Testing and fixing Web Application Firewalls (WAFs) are two relevant and complementary challenges for security analysts. Automated testing helps to cost-effectively detect vulnerabilities in a WAF by generating effective test cases, i.e., attacks. Once vulnerabilities have been identified, the WAF needs to be fixed by augmenting its rule set to filter attacks without blocking legitimate requests. However, existing research suggests that rule sets are very difficult to understand and too complex to be manually fixed. In this paper, we formalise the problem of fixing vulnerable WAFs as a combinatorial optimisation problem. To solve it, we propose an automated approach that combines machine learning with multi-objective genetic algorithms. Given a set of legitimate requests and bypassing SQL injection attacks, our approach automatically infers regular expressions that, when added to the WAF's rule set, prevent many attacks while letting legitimate requests go through. Our empirical evaluation based on both open-source and proprietary WAFs shows that the generated filter rules are effective at blocking previously identified and successful SQL injection attacks (recall between 54.6% and 98.3%), while triggering in most cases no or few false positives (false positive rate between 0% and 2%).

Jiang, Jun, Zhao, Xinghui, Wallace, Scott, Cotilla-Sanchez, Eduardo, Bass, Robert. 2017. Mining PMU Data Streams to Improve Electric Power System Resilience. Proceedings of the Fourth IEEE/ACM International Conference on Big Data Computing, Applications and Technologies. :95–102.
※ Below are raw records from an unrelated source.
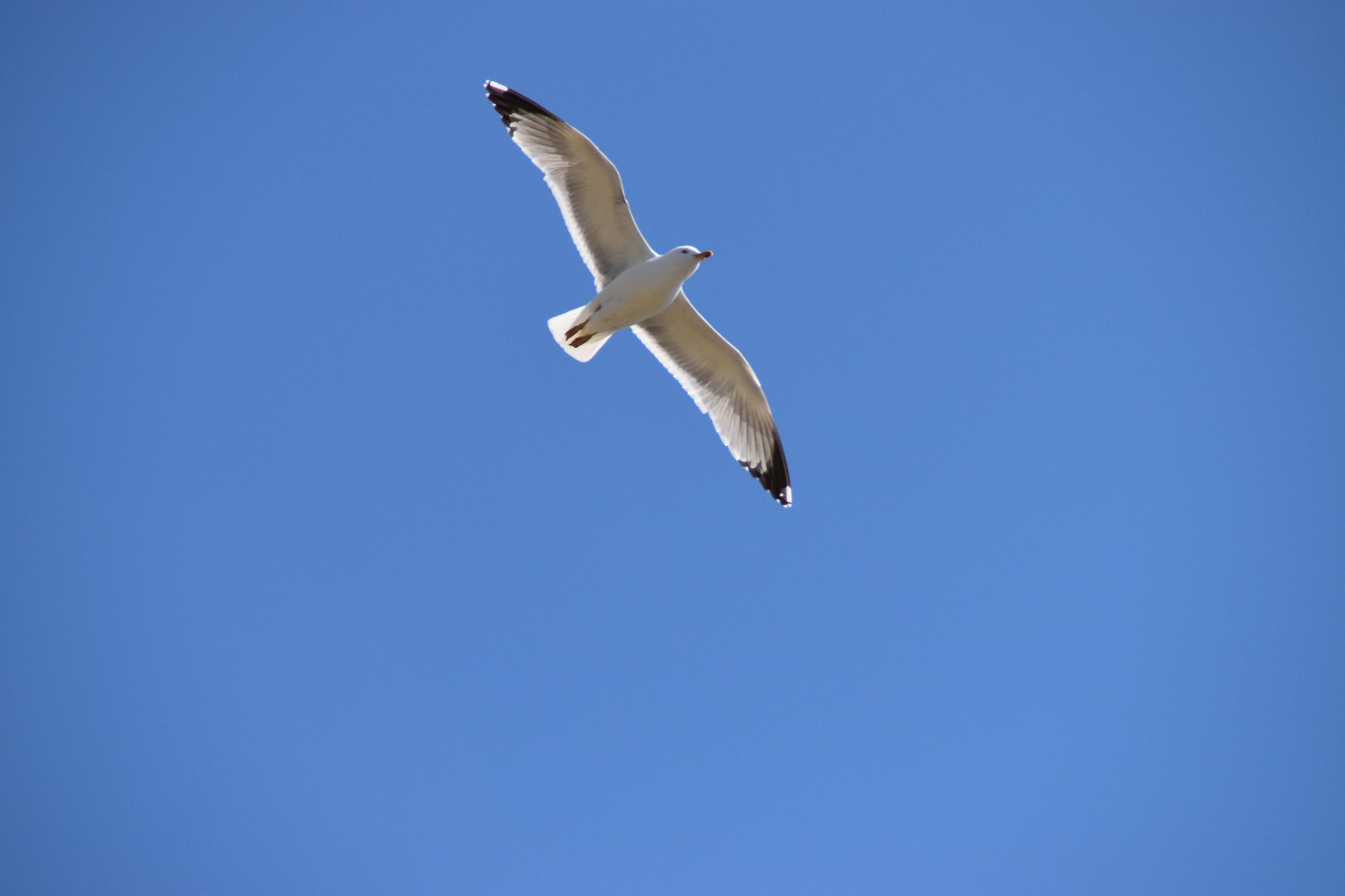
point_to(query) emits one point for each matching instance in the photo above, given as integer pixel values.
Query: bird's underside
(592, 199)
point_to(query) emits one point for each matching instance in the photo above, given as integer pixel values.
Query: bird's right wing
(585, 185)
(723, 385)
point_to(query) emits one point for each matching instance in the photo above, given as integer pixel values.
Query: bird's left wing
(585, 185)
(723, 385)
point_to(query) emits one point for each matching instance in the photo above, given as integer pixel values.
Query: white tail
(560, 323)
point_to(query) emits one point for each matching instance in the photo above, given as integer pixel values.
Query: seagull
(641, 289)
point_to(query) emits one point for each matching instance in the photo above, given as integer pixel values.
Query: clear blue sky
(326, 571)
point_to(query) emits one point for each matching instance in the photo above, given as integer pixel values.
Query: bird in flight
(642, 291)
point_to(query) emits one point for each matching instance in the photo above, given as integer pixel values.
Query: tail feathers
(562, 323)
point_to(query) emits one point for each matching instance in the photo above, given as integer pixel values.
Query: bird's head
(690, 255)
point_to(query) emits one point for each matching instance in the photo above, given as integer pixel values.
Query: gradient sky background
(327, 572)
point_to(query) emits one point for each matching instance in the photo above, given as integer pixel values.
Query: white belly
(638, 293)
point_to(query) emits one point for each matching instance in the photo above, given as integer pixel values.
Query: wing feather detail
(723, 385)
(584, 182)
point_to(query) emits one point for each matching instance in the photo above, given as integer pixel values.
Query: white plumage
(641, 289)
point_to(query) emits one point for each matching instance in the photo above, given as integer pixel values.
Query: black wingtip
(775, 475)
(511, 104)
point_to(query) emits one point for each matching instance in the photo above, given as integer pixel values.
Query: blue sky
(327, 572)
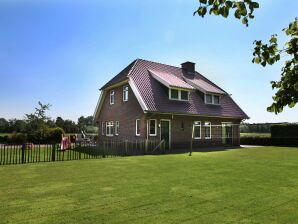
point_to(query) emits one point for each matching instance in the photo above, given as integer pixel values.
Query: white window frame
(103, 128)
(138, 121)
(117, 128)
(112, 97)
(179, 94)
(209, 126)
(109, 128)
(212, 99)
(125, 93)
(193, 131)
(155, 127)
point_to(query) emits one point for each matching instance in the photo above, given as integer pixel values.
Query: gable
(145, 78)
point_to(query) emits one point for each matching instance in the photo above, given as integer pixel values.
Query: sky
(62, 52)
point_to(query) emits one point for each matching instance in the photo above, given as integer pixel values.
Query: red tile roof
(204, 86)
(170, 80)
(157, 100)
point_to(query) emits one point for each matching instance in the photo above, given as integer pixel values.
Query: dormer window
(178, 94)
(125, 93)
(212, 99)
(112, 97)
(174, 94)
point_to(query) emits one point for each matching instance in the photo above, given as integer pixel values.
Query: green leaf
(244, 20)
(229, 4)
(255, 5)
(237, 14)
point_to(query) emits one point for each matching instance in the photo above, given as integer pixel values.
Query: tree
(287, 87)
(4, 125)
(37, 121)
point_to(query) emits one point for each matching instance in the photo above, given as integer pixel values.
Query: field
(5, 134)
(255, 135)
(257, 185)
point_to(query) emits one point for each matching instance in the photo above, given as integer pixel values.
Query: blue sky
(62, 52)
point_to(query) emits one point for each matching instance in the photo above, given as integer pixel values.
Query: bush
(4, 139)
(46, 135)
(284, 135)
(17, 138)
(54, 135)
(266, 141)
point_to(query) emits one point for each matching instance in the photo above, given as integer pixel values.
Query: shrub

Phasor measurement units (PMUs) provide high-fidelity situational awareness of electric power grid operations. PMU data are used in real-time to inform wide area state estimation, monitor area control error, and event detection. As PMU data becomes more reliable, these devices are finding roles within control systems such as demand response programs and early fault detection systems. As with other cyber physical systems, maintaining data integrity and security are significant challenges for power system operators. In this paper, we present a comprehensive study of multiple machine learning techniques for detecting malicious data injection within PMU data streams. The two datasets used in this study are from the Bonneville Power Administration's PMU network and an inter-university PMU network among three universities, located in the U.S. Pacific Northwest. These datasets contain data from both the transmission level and the distribution level. Our results show that both SVM and ANN are generally effective in detecting spoofed data, and TensorFlow, the newly released tool, demonstrates potential for distributing the training workload and achieving higher performance. We expect these results to shed light on future work of adopting machine learning and data analytics techniques in the electric power industry.